Surprise, Cendres comprit à l’expression de son interlocutrice que la question avait été posée avec le plus grand sérieux. Elle croit vraiment que je vais lui dire ça ?
« Il y a des rumeurs pour raconter qu’il est malade, blessé et mort, répliqua Cendres d’un ton caustique. Tu connais les soldats.
— Jund Cendres, je te le demande… de combien de temps disposons-nous ? »
C’était la première fois que Cendres entendait véritablement le nous.
« Faris… Je ne peux rien te révéler sur mon employeur.
— Tu l’as dit toi-même : il ne s’agit pas de guerre. Cendres, combien de temps ? »
Comme j’aimerais pouvoir m’entretenir avec Godfrey, songea Cendres. Il saurait si je peux faire confiance à cette femme. Il pourrait me le dire…
Mais je ne peux pas l’interroger. Pas maintenant.

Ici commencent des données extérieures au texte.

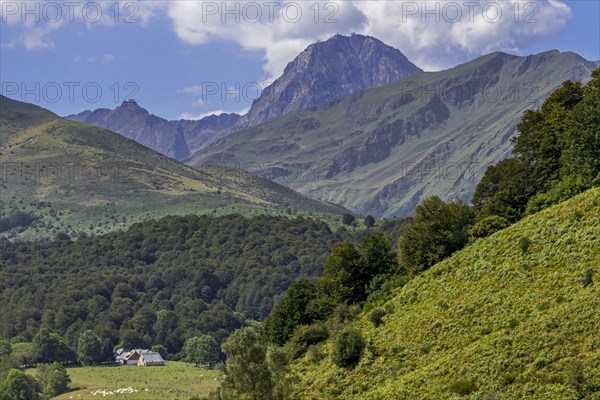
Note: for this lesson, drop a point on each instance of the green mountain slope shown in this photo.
(491, 322)
(79, 178)
(382, 150)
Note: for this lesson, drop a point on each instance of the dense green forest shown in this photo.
(162, 282)
(158, 282)
(323, 324)
(194, 280)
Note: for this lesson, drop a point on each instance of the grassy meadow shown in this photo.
(176, 380)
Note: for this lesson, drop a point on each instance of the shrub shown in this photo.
(588, 278)
(509, 378)
(376, 317)
(348, 219)
(463, 387)
(489, 225)
(369, 221)
(348, 348)
(306, 336)
(569, 187)
(524, 244)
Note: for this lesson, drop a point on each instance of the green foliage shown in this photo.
(291, 311)
(557, 155)
(376, 317)
(581, 155)
(439, 229)
(348, 348)
(202, 350)
(306, 336)
(246, 368)
(89, 348)
(349, 271)
(504, 190)
(8, 360)
(488, 226)
(160, 282)
(15, 219)
(462, 387)
(540, 141)
(588, 277)
(348, 219)
(568, 187)
(49, 347)
(5, 349)
(160, 349)
(19, 386)
(524, 244)
(481, 317)
(54, 379)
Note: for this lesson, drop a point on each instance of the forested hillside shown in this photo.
(498, 320)
(160, 282)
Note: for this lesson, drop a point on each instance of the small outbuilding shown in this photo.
(151, 359)
(132, 357)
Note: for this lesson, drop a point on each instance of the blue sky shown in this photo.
(185, 59)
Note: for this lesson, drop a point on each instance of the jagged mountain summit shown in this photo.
(175, 139)
(328, 71)
(78, 178)
(323, 73)
(382, 150)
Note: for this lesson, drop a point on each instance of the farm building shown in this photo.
(119, 356)
(150, 359)
(132, 357)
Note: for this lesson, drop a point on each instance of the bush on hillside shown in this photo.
(488, 226)
(348, 348)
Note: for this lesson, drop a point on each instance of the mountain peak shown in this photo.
(327, 71)
(131, 106)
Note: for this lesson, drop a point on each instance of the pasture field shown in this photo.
(176, 380)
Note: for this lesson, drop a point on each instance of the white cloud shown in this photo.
(194, 89)
(433, 34)
(104, 59)
(427, 31)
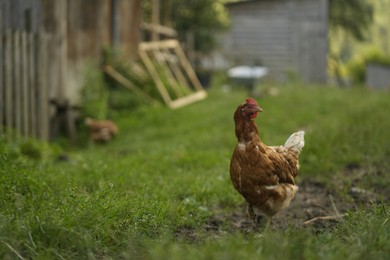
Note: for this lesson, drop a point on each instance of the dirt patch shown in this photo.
(314, 206)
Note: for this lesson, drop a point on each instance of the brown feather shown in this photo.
(263, 175)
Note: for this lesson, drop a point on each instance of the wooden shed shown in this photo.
(45, 46)
(287, 36)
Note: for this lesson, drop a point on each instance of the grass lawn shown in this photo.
(161, 189)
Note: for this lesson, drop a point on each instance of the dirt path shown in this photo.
(314, 204)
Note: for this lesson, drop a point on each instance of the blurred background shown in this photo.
(62, 61)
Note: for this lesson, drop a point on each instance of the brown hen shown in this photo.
(263, 175)
(101, 130)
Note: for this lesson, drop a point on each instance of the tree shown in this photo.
(204, 18)
(352, 16)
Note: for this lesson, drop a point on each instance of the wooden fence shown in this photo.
(24, 74)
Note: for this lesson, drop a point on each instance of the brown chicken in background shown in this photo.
(101, 130)
(263, 175)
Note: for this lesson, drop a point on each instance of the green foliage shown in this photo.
(204, 18)
(357, 67)
(149, 193)
(94, 94)
(352, 16)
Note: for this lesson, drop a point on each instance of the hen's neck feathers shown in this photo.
(246, 129)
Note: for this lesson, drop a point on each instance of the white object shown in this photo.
(247, 72)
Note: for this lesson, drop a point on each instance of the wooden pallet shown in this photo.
(172, 73)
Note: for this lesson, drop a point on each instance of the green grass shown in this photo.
(149, 193)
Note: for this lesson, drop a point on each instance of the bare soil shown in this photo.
(315, 206)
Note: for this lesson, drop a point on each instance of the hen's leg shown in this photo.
(269, 220)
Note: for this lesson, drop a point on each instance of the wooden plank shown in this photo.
(161, 59)
(24, 92)
(158, 45)
(188, 68)
(8, 80)
(152, 70)
(17, 82)
(155, 18)
(167, 31)
(174, 65)
(197, 96)
(172, 62)
(2, 88)
(32, 84)
(126, 83)
(42, 95)
(44, 88)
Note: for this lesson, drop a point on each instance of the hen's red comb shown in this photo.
(251, 101)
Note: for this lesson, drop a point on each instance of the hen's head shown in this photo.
(249, 109)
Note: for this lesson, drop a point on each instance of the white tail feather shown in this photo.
(296, 141)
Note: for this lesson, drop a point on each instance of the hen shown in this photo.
(263, 175)
(101, 130)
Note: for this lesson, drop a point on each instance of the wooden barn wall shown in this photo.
(45, 46)
(284, 35)
(309, 44)
(89, 30)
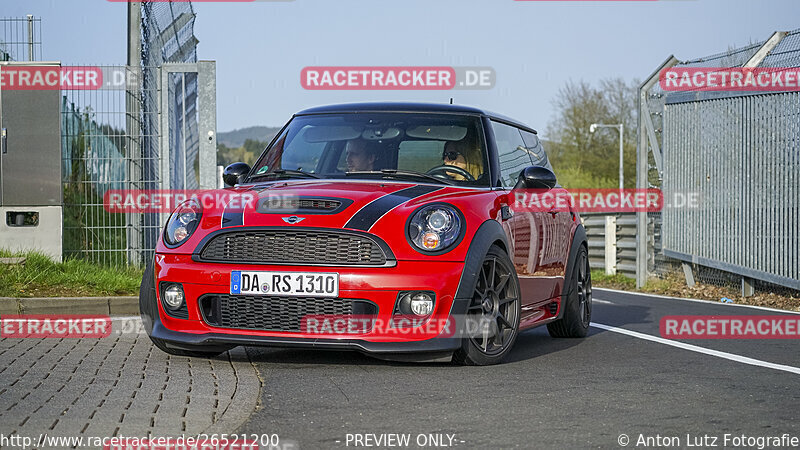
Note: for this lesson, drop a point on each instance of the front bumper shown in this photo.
(380, 286)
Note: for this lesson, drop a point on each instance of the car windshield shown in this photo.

Cette partie d’elle-même qui écoute, elle la maintient dans la passivité, le silence, la concentration, sans présenter nulle faille où se faufilerait une voix. Sa crainte des voix anciennes ronge comme un rat le fond de ses pensées.
Personne ne peut prendre cette décision, sauf moi, seule.
« Tu m’appelles ta sœur, dit Cendres, mais nous ne sommes pas sœurs, nous ne sommes rien l’une pour l’autre, sinon par le sang. Rien ne me dit que je peux avoir foi en ta parole. Tu sièges ici avec une armée – et j’ai des hommes qui vont mourir si je prends une mauvaise décision. »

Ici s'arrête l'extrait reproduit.